Starting out on a project like this with the desire not to be offensive must be like boxing with one arm tied behind your back. You will end up losing, and sure enough, The Infidel is simply not funny. Sidestepping the very basis of religion itself, it instead goes for good, old-fashioned fun at the expense of social stereotypes. The Iranian-born comedian Omid Djalili plays Mahmud, a relaxed, not especially devout London Muslim who on the death of his mother discovers that he was in fact born a Jew — real name Solly Shimshillewitz — and was adopted at birth by Muslim parents. Once the initial trauma dies down, he tries to find out more about his real identity, mostly with the help of a Jewish (and, bizarrely, American) London cab driver. Cue lessons in "Jewish-ness" — syntax, gestures, barmitzvahs and the rest.
The point about Life of Brian is that it went right for the source material.
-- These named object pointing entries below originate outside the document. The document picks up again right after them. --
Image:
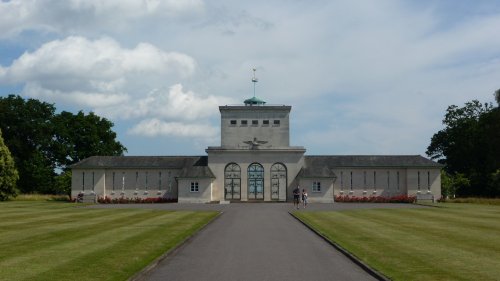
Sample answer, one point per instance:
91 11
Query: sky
363 77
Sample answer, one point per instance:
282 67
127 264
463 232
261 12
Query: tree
468 146
27 129
43 142
8 172
80 136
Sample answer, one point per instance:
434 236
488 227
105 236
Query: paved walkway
252 241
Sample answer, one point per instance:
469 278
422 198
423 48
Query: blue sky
363 77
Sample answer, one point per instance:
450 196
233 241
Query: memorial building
255 162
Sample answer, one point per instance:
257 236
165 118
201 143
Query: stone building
255 162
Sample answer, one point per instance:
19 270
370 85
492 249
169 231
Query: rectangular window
316 186
351 181
159 180
341 181
194 186
397 174
388 180
418 180
428 181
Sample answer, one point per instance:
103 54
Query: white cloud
94 73
156 127
171 104
83 16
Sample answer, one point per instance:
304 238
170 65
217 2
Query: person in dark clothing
296 197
The Infidel, on the other hand, comes from the "It's a funny old world, ain't it?" school of comedy in which our foibles are laughed over in the warm, fuzzy knowledge that more unites than separates us. The truth is we're not really that sure about that now, and it seemed to me, neither is the film. It treads carefully. Most of the humour derives from the funniness of a particular brand of North London Jewishess. Islam is, on the whole, left well alone. There is a send-up of Abu Hamza in the form of a radical with a hook, surrounded by threatening looking heavies. There are young women in burkas dancing. But the religion itself? That, it seems, is no laughing matter.
A word about this year's Oscars: what a relief that that overblown, infantile piece of tosh Avatar was stopped in its tracks, and by a small film, The Hurt Locker, which, by the standards of James Cameron's cartoon epic, has been seen by almost no one. More importantly, the simple-minded anti-Americanism of Avatar was trumped by a film which, whatever its makers' view on the Iraq war, admires and celebrates the bravery of US troops. Such a film is inconceivable here — or anywhere else in Europe for that matter.
It was not ever thus: Noel Coward did a sterling job in In Which We Serve, admittedly a wartime effort. Even as late as the Sixties, with the star-studded The Battle of Britain, it was possible for audiences here to see a straight-faced tale of heroism where nothing much was called into question. But even then, the heart was already growing feint, and really from Tony Richardson's revisionist take on the Charge of the Light Brigade in that decade it has been downhill all the way.
Even when they show up in science fiction dramas such as the zombie-fest 28 Days Later, British troops are portrayed as bigoted, psychotic grunts. Our film-makers, it seems, refuse to separate the message from the messenger.